Climate Justice and Resiliency in Communities of Color

By Qiao Kuang · August 7, 2018

Millions of people in the world’s most vulnerable and marginalized communities feel the worst impacts of climate change—including destruction by storms and flooding, crop failure caused by extreme drought, and deaths resulting from exposure to extreme weather conditions in areas with high levels of disinvestment. Climate issues cut across silos, merging social and economic conditions, environmental justice concerns, ecological factors and political domination. To mitigate the effects of climate change, individuals, organizations and institutions must work together within a climate justice framework, incorporating an analysis that considers the impacts of poverty and environmental racism. If done thoughtfully and with the inclusion of those most impacted, climate justice practices can lay a new foundation that will help us achieve both global justice and ecological balance.

Climate justice focuses on the root causes of poor environmental health, and includes the understanding that no single group or field can stop climate change alone. It recognizes that we will not slow climate change if we do not change the status quo—the neo-liberal, profit-centered economy that prevents us from achieving sustainable and thriving societies. It is the idea that globalization by corporations must be stopped to achieve justice for all.

Community-led solutions are at the heart of climate justice. Actions that prioritize the well-being of local communities, Indigenous peoples and the global poor, while also emphasizing biodiversity and the protection of ecosystems, will be most successful.

Indigenous peoples, nomadic communities, fisherfolks, and especially women in these communities, have been able to live harmoniously and sustainably with the Earth for millennia. Not only are they the most affected by climate change, but they are also the most affected by false solutions and grand climate proposals, such as genetic modification, building of mega-dams, and carbon capture and storage.

True solutions must focus on more sustainable practices of the peoples and communities that have lived and worked on the land, rather than emphasizing market-based climate mitigation schemes. The following groups are working successfully to alleviate the effects of climate change in their communities in sustainable ways:

  • Texas Environmental Justice Advocacy Services is dedicated to providing members of their community with tools to create sustainable and healthy environments through educational efforts, empowering individuals with environmental laws and regulations to enforce in their own communities, and providing capacity building skills and resources to improve community action and greater public participation.

  • The New Mexico Acequia Association (NMAA) is a statewide voice for advocacy around land-based acequia farmers and ranchers who were looking at establishing good policy/water law that promoted acequias’ thriving. They are committed to growing healthy food for families and communities, and honoring their cultural heritage. NMAA just recently held a conference highlighting innovative ways that acequia leaders are managing water, ensuring soil health, and communicating with neighbors to overcome dry times.

  • Asian Pacific Environmental Network (based in Oakland, California) continues to advocate for Asian and Pacific Islander communities and their right to a healthy and thriving community to live, work, learn, and play. They’ve successfully advocated against the expansion of the Chevron Richmond Refinery, located next to low-income people of color communities, to prevent further spills and explosions that spread toxic fumes and chemicals to these communities.

  • The Indigenous Environmental Network collaborated with various organization to create a network to support indigenous and native food sovereignty by reverting to traditional ways of agriculture using seeds that pre-existed the arrival of white settlers (and genetic modification). These would have naturally evolved to thrive in local ecosystems, and would lead to a greater biodiversity than our current food system allows.

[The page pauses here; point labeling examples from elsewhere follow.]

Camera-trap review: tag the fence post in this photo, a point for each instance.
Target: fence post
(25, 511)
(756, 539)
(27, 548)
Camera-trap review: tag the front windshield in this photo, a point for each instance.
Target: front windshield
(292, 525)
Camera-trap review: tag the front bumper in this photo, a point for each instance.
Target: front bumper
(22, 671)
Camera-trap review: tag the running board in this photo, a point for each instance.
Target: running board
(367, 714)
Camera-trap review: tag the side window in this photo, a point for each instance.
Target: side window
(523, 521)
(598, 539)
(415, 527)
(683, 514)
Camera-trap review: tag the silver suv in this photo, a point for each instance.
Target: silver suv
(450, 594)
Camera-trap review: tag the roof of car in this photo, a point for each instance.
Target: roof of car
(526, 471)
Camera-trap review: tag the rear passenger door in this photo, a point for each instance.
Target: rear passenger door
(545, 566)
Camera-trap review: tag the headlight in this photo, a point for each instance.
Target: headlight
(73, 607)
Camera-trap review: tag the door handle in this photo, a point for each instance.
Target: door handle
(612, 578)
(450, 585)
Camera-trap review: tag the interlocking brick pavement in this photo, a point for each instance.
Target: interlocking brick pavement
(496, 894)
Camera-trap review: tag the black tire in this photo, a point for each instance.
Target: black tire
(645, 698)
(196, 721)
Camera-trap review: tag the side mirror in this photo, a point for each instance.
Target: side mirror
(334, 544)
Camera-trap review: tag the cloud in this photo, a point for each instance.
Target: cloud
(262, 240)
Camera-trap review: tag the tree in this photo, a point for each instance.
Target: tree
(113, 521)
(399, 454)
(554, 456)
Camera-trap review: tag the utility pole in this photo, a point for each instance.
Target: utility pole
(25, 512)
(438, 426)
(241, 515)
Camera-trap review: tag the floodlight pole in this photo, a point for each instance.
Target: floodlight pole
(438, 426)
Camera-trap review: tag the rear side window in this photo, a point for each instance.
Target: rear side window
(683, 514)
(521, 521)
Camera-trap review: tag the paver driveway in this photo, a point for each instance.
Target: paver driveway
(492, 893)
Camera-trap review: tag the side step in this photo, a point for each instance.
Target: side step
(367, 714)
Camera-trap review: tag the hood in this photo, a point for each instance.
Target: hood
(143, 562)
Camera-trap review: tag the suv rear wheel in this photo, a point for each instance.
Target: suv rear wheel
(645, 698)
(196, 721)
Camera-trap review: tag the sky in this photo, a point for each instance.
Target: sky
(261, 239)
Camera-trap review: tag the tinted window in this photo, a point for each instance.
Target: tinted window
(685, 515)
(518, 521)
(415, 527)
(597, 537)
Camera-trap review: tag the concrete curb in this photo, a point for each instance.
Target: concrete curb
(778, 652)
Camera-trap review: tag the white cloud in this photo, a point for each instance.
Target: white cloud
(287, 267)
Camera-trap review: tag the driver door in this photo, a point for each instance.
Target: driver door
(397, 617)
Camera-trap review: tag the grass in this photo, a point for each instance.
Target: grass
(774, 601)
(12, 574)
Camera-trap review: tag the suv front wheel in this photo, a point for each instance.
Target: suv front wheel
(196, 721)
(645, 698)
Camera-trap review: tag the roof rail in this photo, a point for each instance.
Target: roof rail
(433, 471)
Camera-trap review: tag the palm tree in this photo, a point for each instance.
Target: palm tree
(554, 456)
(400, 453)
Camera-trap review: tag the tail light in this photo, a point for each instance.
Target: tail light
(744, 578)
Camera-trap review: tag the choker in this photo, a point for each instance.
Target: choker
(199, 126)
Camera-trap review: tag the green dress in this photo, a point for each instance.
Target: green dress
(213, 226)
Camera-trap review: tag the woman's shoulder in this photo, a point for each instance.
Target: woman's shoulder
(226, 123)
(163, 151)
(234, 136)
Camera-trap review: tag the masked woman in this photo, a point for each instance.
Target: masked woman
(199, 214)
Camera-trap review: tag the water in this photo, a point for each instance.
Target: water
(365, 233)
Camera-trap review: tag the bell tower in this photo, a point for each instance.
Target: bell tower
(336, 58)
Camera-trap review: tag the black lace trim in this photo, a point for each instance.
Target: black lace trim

  • Women’s Earth & Climate Action Network, International is a climate justice-based initiative established to united women around the world as stakeholders in sustainable solutions, policy advocacy, and the global movement towards building for social and ecological justice.

In this political climate, where our national government is empowering climate-deniers and rolling back progress in environmental protections, local- and state-level solutions are carrying the momentum forward for climate action. Coalitions across the country are working with labor and economic justice advocates to advance climate policy that invests in communities. Climate change is here and is a dire public health issue. The public health sector increasingly responds to health emergencies resulting from climate change and extreme weather. If we do not take action now, these emergencies will continue to unfairly harm those communities most in need, and likely on a grander scale.